Stupid Advice About "Marrying Smart" in New Book
Last week, collegiate women everywhere were offered some advice that seemed to be sent via mimeograph directly from 1955. Author Susan Patton, who dubs herself "The Princeton Mom," released her book Marry Smart: Advice for Finding THE ONE (capitals hers). The book is a self-help guide, if you will, on how to bag a good man early on in life -- when young women are in college. Patton then goes into great detail, based on her own personal experience and that of people she knows, on why this is the best time for such an endeavor.
Some of the advice Patton offers is genuinely sound: Look for good boys because they make good men; don't date married men; if he cheats with you, he'll cheat on you. All of this is fair. The book is broken into parts based on age, college years, twenties, thirties and the differences in finding a "mate" (God, I hate that word) through these times in a woman's life. And despite what we want to say, finding a guy in your twenties is significantly different from finding one when you are 30. But very quickly, Patton's advice turns into a bad episode of The Donna Reed Show, except even Donna Reed wouldn't put herself down like Patton is suggesting young women everywhere start to do.
The crux of Patton's book is that young college women need to be intelligent and find a man while in school. If finding said man gets in the way of your studies or personal exploration, well, that's just fine by her. You'll have plenty of time to get a career going, but so many smart, capable and, most important, single men will never again surround you at once; the time for snagging one is nigh!
Patton is right on the one hand -- being in college is probably the last time you will be living among a plethora of college-age men, but smart? Capable? College guys? Hey, Susan Patton, when was the last time you were in college? That's right: a long, long time ago.
As someone who married late in life, relatively speaking, I can't disagree more with Patton's advice about finding the right guy in college, in addition to some of Patton's other advice.
"It is particularly off-putting when older women suggest that girls be almost reckless in whom they sleep with before marriage..."

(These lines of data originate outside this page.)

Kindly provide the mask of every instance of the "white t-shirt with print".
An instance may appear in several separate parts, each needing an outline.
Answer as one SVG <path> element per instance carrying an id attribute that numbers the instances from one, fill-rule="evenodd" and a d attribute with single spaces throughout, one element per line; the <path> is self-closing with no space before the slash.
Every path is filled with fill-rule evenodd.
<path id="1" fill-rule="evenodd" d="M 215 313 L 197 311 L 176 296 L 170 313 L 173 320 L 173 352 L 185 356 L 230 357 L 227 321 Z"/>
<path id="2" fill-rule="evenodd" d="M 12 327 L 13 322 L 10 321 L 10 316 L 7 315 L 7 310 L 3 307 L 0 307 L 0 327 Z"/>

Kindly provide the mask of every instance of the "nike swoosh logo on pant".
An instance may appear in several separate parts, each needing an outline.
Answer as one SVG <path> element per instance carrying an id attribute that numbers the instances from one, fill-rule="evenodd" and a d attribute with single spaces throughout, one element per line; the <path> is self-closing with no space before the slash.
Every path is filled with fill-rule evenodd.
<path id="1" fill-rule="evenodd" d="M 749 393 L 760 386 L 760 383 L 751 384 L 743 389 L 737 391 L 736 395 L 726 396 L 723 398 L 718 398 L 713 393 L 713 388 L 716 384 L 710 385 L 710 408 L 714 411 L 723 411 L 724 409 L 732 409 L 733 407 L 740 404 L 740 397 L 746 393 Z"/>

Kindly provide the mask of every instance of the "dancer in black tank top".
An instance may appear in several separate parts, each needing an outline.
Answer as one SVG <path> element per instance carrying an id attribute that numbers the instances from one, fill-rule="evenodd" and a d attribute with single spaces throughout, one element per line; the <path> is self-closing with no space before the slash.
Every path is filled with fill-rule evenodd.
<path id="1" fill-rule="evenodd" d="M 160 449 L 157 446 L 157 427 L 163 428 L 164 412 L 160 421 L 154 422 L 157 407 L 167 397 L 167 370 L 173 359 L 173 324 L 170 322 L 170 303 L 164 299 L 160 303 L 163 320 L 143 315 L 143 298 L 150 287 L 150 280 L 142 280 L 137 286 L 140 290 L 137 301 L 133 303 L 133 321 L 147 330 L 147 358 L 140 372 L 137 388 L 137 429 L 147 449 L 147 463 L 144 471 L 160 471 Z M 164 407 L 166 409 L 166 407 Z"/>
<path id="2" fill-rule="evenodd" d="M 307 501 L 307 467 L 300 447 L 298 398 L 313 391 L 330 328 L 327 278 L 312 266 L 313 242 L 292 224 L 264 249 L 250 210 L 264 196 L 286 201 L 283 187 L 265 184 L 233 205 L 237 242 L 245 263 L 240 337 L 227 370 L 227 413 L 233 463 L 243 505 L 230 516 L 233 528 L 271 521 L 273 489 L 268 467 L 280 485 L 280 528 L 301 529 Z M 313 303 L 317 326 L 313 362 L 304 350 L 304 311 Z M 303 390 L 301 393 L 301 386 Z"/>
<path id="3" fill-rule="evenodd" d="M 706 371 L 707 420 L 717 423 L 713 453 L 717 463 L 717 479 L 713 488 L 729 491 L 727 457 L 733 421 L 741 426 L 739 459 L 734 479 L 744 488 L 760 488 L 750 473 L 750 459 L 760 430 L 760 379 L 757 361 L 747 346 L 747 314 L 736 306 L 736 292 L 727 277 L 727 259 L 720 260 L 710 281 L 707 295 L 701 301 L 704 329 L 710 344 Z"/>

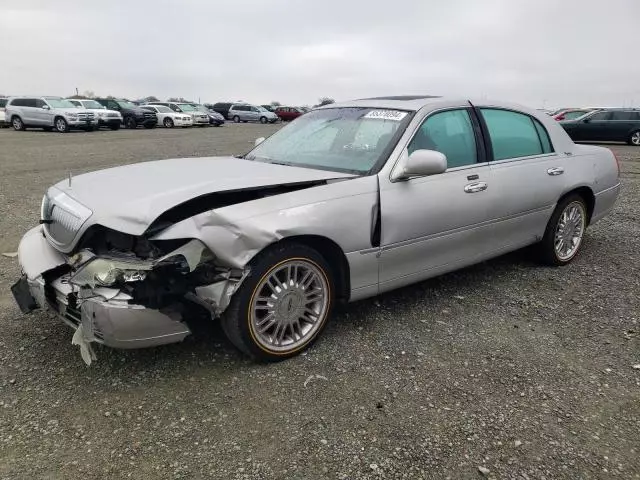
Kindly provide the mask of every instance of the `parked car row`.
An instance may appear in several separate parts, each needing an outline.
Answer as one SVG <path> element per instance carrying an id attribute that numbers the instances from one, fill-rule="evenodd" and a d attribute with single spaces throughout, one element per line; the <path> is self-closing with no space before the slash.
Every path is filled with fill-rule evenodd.
<path id="1" fill-rule="evenodd" d="M 160 124 L 166 128 L 193 125 L 219 127 L 225 119 L 204 105 L 195 103 L 150 102 L 136 105 L 117 98 L 76 99 L 48 96 L 0 98 L 0 125 L 15 130 L 42 128 L 64 133 L 72 129 L 86 131 L 101 127 L 118 130 Z"/>
<path id="2" fill-rule="evenodd" d="M 277 121 L 288 122 L 295 120 L 300 115 L 304 115 L 306 112 L 299 107 L 285 107 L 285 106 L 273 106 L 273 105 L 252 105 L 250 103 L 243 102 L 218 102 L 211 104 L 205 104 L 208 107 L 227 120 L 232 120 L 235 123 L 240 122 L 260 122 L 260 123 L 275 123 Z"/>
<path id="3" fill-rule="evenodd" d="M 578 117 L 564 116 L 560 125 L 572 140 L 626 142 L 640 147 L 640 109 L 591 109 Z"/>

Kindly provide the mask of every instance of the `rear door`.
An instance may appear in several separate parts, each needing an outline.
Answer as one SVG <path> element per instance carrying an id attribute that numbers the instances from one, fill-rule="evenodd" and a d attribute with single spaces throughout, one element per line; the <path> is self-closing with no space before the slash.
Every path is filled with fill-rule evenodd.
<path id="1" fill-rule="evenodd" d="M 44 103 L 44 102 L 42 102 Z M 35 98 L 23 98 L 21 101 L 22 108 L 22 120 L 25 125 L 39 126 L 40 119 L 36 115 L 36 99 Z"/>
<path id="2" fill-rule="evenodd" d="M 596 112 L 582 121 L 580 137 L 576 140 L 615 140 L 615 126 L 611 122 L 610 111 Z"/>
<path id="3" fill-rule="evenodd" d="M 629 135 L 633 130 L 636 112 L 627 110 L 615 110 L 611 112 L 611 120 L 609 121 L 611 127 L 611 140 L 619 142 L 626 142 L 629 139 Z"/>
<path id="4" fill-rule="evenodd" d="M 496 194 L 490 215 L 492 242 L 504 250 L 534 243 L 565 191 L 570 162 L 554 151 L 536 118 L 514 110 L 476 108 L 488 139 L 491 188 Z"/>
<path id="5" fill-rule="evenodd" d="M 41 98 L 34 99 L 33 125 L 47 127 L 53 125 L 53 112 L 51 107 Z"/>

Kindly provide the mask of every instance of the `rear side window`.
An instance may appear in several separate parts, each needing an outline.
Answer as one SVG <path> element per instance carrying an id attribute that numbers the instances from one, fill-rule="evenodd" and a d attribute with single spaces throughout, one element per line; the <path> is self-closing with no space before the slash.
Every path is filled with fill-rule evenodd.
<path id="1" fill-rule="evenodd" d="M 640 112 L 613 112 L 611 120 L 638 120 L 640 119 Z"/>
<path id="2" fill-rule="evenodd" d="M 7 99 L 6 98 L 0 98 L 0 108 L 4 108 L 7 106 Z"/>
<path id="3" fill-rule="evenodd" d="M 489 130 L 494 160 L 529 157 L 552 151 L 545 128 L 524 113 L 480 109 Z"/>
<path id="4" fill-rule="evenodd" d="M 42 108 L 46 105 L 45 101 L 41 98 L 36 98 L 34 101 L 36 102 L 35 106 L 38 108 Z"/>
<path id="5" fill-rule="evenodd" d="M 598 112 L 589 117 L 591 121 L 611 120 L 612 112 Z"/>

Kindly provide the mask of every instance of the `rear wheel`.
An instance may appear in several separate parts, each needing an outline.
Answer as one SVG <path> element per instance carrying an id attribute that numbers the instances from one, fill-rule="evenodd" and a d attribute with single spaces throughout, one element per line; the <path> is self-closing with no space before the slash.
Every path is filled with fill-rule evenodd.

Patton goes on to say that the old adage of kissing a few frogs before you find your prince is terrible advice. Date the good guys, she cries, and don't waste your time with the bad boys. While I agree that in the end, the good guy is the one you want, how do you know who's good and who's not until you know? You really can't, and it's not even so much about good guys versus bad boys. The way Patton describes the bad ones is that they are riding up to you on motorcycles in black leather jackets, and they cut class and carry switchblades and they all hate their moms. They are evil! But really, most guys aren't so black-and-white.
As someone who has dated enough frogs to start my own arboretum, I can fully attest that none of them seemed that way from the start (well, maybe that one guy). Bad boys are attractive often after the first few dates; that's how they get you! You have so much fun together, and then they don't call. And then they do and yippee! And then they don't again. You get the point.
Knowing is half the battle, and you can't know who's a catch before you know which ones you should have thrown back in the ocean or gutted with your fish hook.
"You'll never be more attractive than you are as a young woman."
It is very true that young women have skin unmarred by wrinkles and smile lines, their hair has a sheen to it that reflects the sun, their bodies have the uncanny ability to bounce back quickly after things like pregnancy and the freshman 15, and they wear attractive yet uncomfortable clothing and never complain abut their boobs hurting or how they wished they wore more sensible shoes out to dinner.